The impact of COVID-19 on pregnant women and infants is not yet well known, which helps explain the conflict and confusion. The initial news had been reassuring: research from China showed that pregnant women who tested positive for the virus did not transmit it to their babies, and all had good outcomes. But the study included a mere nine women, all of whom had only mild symptoms. A more recent study, of forty-one pregnant women with COVID-19, found that they had a higher risk of miscarriage, preterm birth, and preëclampsia (along with a higher rate of C-section), particularly if they had been hospitalized for pneumonia. “I’ve never been so dependent on such shaky data to make what are fundamentally life-or-death decisions,” Neel Shah, an assistant obstetrics professor at Harvard, told me.

The messages new mothers are receiving are therefore jumbled. Hyein DeGannes, a thirty-six-year-old Mandarin teacher at a Brooklyn charter school, is another woman whose delivery date fell in the week between the private hospital ban on birth partners and Governor Cuomo’s reversal. She gave birth to her daughter, Keanu, on March 25th, at Mount Sinai West, while her husband, Randy, stayed at home with their older child. The next morning, the COVID-19 test DeGannes had taken when she was admitted came back positive, and she and her daughter were moved to a quarantine room with another sick mother, where visits from nurses were infrequent. She received contradictory instructions about how to care for Keanu, who tested negative. A doctor told her to pump and dump her breast milk for two weeks and give her daughter formula in the meantime. A doula friend said she should go ahead and breastfeed, but with a mask on.

N.Y.P.’s decision to ban partners was informed by two cases involving women who arrived at an N.Y.P. hospital with no coronavirus symptoms; after giving birth, both showed severe signs of COVID-19 and needed days in intensive-care units. What alarmed the hospital was not only the speed at which the women’s health deteriorated but also that they went untested until they developed symptoms. Before their diagnoses, they came into contact with an estimated total of at least thirty health-care workers, all of whom lacked P.P.E.

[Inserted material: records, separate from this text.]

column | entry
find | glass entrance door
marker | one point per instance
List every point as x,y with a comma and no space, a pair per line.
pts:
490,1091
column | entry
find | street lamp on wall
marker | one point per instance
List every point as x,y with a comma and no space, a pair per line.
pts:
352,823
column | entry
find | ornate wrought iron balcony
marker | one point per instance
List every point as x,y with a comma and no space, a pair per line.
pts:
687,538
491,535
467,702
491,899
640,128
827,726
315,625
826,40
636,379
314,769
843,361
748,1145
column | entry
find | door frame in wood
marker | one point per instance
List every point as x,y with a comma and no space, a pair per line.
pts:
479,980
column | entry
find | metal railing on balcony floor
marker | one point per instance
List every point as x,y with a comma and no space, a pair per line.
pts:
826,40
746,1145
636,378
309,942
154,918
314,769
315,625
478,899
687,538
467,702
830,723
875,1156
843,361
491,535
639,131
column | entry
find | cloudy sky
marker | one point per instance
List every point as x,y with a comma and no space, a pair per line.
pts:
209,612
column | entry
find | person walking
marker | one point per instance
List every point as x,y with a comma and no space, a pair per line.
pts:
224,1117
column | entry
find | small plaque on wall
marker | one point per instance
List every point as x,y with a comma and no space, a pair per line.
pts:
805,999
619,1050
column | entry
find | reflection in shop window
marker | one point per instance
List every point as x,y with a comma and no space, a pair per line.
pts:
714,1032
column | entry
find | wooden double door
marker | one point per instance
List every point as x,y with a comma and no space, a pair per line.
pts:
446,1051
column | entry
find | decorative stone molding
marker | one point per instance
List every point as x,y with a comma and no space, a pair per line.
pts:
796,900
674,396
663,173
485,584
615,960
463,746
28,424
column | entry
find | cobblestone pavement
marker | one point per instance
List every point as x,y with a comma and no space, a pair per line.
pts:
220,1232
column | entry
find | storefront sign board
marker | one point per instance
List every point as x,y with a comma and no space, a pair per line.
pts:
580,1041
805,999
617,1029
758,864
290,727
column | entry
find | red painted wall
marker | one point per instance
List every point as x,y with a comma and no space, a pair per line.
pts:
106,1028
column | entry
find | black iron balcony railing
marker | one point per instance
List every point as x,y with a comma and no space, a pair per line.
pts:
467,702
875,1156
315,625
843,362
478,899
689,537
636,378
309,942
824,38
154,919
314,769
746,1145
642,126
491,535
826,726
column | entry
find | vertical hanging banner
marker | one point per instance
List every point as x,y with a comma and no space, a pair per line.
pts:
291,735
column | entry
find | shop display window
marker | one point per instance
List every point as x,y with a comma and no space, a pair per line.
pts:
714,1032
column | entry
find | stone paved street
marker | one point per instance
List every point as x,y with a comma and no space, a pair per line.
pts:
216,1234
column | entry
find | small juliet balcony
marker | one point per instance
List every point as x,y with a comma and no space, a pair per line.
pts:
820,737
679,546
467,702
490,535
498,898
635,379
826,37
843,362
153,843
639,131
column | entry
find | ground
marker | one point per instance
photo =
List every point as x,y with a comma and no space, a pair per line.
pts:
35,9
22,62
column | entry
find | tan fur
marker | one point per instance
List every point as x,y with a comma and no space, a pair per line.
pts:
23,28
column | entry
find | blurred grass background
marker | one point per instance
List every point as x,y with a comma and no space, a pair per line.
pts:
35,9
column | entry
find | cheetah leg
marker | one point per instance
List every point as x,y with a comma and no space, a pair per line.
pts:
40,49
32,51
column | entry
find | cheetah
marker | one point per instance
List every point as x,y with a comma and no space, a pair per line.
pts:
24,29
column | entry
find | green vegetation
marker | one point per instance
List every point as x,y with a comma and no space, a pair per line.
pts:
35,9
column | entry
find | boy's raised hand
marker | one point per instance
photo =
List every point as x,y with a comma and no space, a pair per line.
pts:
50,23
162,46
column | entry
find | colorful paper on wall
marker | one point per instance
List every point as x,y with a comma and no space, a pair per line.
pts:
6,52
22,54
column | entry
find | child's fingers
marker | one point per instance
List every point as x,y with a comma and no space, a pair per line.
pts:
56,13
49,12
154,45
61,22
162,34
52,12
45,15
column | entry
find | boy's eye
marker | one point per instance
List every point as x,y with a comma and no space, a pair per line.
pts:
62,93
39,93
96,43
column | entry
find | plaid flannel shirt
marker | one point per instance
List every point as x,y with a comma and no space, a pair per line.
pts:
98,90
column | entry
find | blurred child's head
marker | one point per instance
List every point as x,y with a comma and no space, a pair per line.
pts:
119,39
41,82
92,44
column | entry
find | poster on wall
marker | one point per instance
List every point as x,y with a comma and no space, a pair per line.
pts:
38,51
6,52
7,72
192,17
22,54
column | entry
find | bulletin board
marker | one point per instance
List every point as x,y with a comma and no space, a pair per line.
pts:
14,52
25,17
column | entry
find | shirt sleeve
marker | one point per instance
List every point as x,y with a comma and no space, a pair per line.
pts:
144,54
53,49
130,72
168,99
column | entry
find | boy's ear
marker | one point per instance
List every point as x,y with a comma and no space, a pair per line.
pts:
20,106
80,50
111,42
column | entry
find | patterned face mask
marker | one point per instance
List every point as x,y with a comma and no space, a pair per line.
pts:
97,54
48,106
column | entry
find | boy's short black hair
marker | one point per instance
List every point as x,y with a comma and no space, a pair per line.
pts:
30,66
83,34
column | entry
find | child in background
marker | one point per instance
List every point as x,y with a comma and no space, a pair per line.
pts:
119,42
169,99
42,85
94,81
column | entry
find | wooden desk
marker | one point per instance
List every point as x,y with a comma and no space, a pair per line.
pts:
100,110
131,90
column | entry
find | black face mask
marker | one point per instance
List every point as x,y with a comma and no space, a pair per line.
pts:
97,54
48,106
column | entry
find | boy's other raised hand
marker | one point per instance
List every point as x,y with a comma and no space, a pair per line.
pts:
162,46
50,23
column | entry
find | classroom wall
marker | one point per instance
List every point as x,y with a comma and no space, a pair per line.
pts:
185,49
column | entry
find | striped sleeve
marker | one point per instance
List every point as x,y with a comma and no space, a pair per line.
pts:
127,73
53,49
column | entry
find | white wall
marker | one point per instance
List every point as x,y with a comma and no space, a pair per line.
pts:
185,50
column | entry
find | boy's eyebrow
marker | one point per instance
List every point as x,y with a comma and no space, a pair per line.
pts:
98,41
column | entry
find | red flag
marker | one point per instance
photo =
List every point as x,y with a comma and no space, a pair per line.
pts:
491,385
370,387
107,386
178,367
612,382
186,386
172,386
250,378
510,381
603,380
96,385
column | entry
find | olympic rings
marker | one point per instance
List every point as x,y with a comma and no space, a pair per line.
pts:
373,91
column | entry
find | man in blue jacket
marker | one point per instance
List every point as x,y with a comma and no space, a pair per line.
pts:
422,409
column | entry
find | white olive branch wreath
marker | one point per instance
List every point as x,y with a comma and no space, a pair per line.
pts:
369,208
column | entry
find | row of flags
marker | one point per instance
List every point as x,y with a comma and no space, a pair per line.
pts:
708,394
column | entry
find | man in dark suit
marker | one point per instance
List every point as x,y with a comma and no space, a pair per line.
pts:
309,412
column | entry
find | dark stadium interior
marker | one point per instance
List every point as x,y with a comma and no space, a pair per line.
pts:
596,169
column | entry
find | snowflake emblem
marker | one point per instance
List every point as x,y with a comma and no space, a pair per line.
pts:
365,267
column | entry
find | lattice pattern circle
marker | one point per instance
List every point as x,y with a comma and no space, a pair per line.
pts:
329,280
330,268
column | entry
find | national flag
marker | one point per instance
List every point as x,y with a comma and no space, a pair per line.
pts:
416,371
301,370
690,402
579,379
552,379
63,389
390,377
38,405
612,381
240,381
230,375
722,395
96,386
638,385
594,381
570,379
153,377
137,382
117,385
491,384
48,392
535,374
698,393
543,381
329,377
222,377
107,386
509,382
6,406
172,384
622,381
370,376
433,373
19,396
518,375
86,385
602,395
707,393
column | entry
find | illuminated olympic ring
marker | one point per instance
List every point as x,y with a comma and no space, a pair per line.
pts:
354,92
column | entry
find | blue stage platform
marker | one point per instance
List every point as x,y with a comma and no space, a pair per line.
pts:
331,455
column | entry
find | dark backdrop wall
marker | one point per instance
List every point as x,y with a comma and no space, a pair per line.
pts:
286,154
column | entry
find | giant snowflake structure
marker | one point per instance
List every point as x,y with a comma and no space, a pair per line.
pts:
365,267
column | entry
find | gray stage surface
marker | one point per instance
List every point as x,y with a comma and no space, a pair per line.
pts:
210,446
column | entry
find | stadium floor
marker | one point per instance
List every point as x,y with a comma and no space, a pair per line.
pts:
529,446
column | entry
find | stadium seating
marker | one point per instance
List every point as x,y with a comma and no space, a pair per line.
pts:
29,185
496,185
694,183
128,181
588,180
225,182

“Having partner support is essential for labor,” Jesse Pournaras, a doula who launched a Change.org petition protesting the ban on partners, said. (The petition received more than 613,000 signatures before she closed it on Saturday.) She pointed to studies showing that women who deliver without a companion are at greater risk of complications during and after birth. But not all obstetrics staff are delighted by the reversal of the policy. “We have too many health-care workers sick in hospitals, and quite a few on ventilators,” Sascha James-Conterelli, the president of the New York State Association of Licensed Midwives, said. Many providers are “scared to death,” she said, especially if they live with older or immunocompromised people; eight nurses and four obstetricians in the Mount Sinai system are infected, and one postpartum nurse recently died from COVID-19. James-Conterelli told me that she has been hearing too many stories of fathers lying about their symptoms so they can witness their child’s birth, and not every hospital has the staff to keep checking the temperatures of non-patients. One L. & D. nurse at Maimonides, a private hospital in Borough Park, recently posted on Facebook that some partners are still being sent away if couples arrive during the night shift, when hospitals tend to be particularly short-staffed. A compromise that some city hospitals are striking, James-Conterelli said, is to bar partners from labor—which is often long and unpredictable—but call them in for the birth itself.